Steele: The Thousand Points of Light, that's, that's sort of non-profit, you know, working with various non-profit organizations, no--I spent almost a decade observing and writing on a cadre of community organizers working in Nashville with the Industrial Areas Foundation (which is the same organization with which Barack Obama was affiliated in Chicago). Some of my research appeared in the Journal for the Scientific Study of Religion. So, I believe that my first-hand perspective matters in this debate.
Maher: Community organizers are out to get rich?
Steele: No. No. Not necessarily. Not necessarily! Not necessarily! Not, not-- Bill! Listen. It's more political. It's more political. It's more coordinating legislative issues. It's not non-partis--It's not, you know, bi-partisan-non-partisan. Sort of--
Steele's comments about community organizers has very little resemblance to what I observed. His spin that community organizers work on "legislative issues" is not only an overgeneralization, but even if only intended to describe IAF organizers, it is misleading in that it makes them sound like lobbyists.

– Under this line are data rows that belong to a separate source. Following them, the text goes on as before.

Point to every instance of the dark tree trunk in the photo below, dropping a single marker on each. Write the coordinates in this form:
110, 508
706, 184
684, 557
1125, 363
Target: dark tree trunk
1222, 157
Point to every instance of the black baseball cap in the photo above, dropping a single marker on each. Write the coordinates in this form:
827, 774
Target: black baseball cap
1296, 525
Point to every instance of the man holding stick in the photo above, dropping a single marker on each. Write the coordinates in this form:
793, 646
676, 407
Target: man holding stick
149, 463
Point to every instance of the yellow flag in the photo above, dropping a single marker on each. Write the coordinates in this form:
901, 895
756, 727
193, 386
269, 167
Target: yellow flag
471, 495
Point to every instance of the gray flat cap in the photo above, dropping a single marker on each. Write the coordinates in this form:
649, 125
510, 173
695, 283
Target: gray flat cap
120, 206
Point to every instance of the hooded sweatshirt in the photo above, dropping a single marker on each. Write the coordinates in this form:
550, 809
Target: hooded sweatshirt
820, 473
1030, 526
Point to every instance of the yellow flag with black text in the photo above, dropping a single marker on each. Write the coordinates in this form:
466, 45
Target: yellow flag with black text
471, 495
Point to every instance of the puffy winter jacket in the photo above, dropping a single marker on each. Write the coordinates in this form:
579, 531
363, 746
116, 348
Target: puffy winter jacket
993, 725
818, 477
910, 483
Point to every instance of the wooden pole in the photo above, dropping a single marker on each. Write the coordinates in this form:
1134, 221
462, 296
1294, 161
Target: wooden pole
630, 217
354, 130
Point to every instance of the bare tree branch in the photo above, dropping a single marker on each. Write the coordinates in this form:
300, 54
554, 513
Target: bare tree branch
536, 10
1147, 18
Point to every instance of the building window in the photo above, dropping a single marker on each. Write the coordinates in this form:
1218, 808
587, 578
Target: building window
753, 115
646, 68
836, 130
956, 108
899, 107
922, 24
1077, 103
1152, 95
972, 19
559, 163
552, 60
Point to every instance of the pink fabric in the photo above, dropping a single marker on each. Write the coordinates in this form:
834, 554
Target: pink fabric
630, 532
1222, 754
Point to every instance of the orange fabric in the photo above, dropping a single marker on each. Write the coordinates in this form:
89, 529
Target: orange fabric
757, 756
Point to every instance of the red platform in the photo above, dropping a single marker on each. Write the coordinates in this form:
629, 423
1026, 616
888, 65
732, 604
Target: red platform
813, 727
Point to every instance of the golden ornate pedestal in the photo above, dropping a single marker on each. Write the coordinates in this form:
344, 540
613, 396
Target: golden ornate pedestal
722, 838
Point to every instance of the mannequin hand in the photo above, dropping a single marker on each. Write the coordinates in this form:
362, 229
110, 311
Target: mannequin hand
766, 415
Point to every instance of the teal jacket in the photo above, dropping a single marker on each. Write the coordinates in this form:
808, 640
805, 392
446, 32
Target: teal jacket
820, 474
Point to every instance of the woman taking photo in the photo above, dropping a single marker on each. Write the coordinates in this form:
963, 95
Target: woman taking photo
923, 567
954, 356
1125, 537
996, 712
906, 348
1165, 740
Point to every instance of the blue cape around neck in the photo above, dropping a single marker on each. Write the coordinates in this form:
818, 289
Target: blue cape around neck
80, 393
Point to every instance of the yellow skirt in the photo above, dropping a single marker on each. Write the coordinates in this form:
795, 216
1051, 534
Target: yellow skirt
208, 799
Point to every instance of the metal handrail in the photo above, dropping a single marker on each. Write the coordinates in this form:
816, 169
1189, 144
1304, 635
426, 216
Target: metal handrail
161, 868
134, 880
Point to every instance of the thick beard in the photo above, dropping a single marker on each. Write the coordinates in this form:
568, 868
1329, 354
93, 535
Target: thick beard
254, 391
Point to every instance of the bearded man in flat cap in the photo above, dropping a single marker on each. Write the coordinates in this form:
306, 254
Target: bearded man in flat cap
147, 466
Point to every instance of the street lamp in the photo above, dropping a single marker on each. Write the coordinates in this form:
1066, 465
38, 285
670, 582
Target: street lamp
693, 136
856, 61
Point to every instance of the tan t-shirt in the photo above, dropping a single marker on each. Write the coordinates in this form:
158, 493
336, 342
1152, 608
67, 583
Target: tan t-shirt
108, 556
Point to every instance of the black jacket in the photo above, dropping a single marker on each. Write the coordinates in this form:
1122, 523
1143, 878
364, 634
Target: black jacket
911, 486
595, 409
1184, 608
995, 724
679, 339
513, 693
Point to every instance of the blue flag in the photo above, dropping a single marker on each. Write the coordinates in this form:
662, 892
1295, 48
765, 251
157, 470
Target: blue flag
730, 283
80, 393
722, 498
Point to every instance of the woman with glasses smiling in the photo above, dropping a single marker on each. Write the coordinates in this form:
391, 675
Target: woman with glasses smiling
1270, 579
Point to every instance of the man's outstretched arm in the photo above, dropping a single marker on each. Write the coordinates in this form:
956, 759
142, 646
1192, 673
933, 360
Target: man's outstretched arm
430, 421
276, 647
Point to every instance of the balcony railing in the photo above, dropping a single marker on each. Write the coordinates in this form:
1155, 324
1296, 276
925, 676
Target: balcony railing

The organizers I observed were much more focused on helping communities define their own interests and develop strategies on their own for a whole host of initiatives and also focused on issues involving the Mayor's Office.
One product of community organizing here in Nashville had nothing to do with legislation: the creation of the Neighborhood Justice Center on Jefferson Street was an attempt to help the police and to ease clogging in the court system by providing mediation between Nashvillians in conflict. Contrary to Mr. Steele's ridiculous claim that these community organizations are not non-profits, the IAF affiliate that made the NJC possible here is a non-profit.
Steele's claim that community organizations are partisan is the most insidious lie, and and it shows that Steel either ignores or is ignorant of how these non-profits operate. I consistently heard community organizers underscore that IAF affiliates may not endorse political parties or candidates. Instead, member congregations and neighborhood associations (there are no individual members) formulated point-by-point agendas and invited candidates for office and office holders to attend large public meetings of delegates where they were asked to answer "Yes" or "No" whether they support the organization's agenda. Delegates were asked to keep scorecards themselves of the answers, but at no time did I witness organizers follow up by endorsing particular candidates or parties. Because the agenda was created from hundreds of house meetings in faith-based and secular associations, the agenda was not reflective of any political party's platform.
Steele's attempt to impugn community organizations as more partisan than non-profits is wrong, misleading, perhaps even malicious. These organizations are focused on politics, but my research indicates that organizers emphasized that their definition of politics was the classical definition of politics (as in the function and leadership of life in the ancient Greek city-state, or "polis"), which is broader than the restriction of politics to the GOP or the Democratic Party. To call it politically-focused is correct, but Steele's linkage of "politics" to partisanship is deceptive.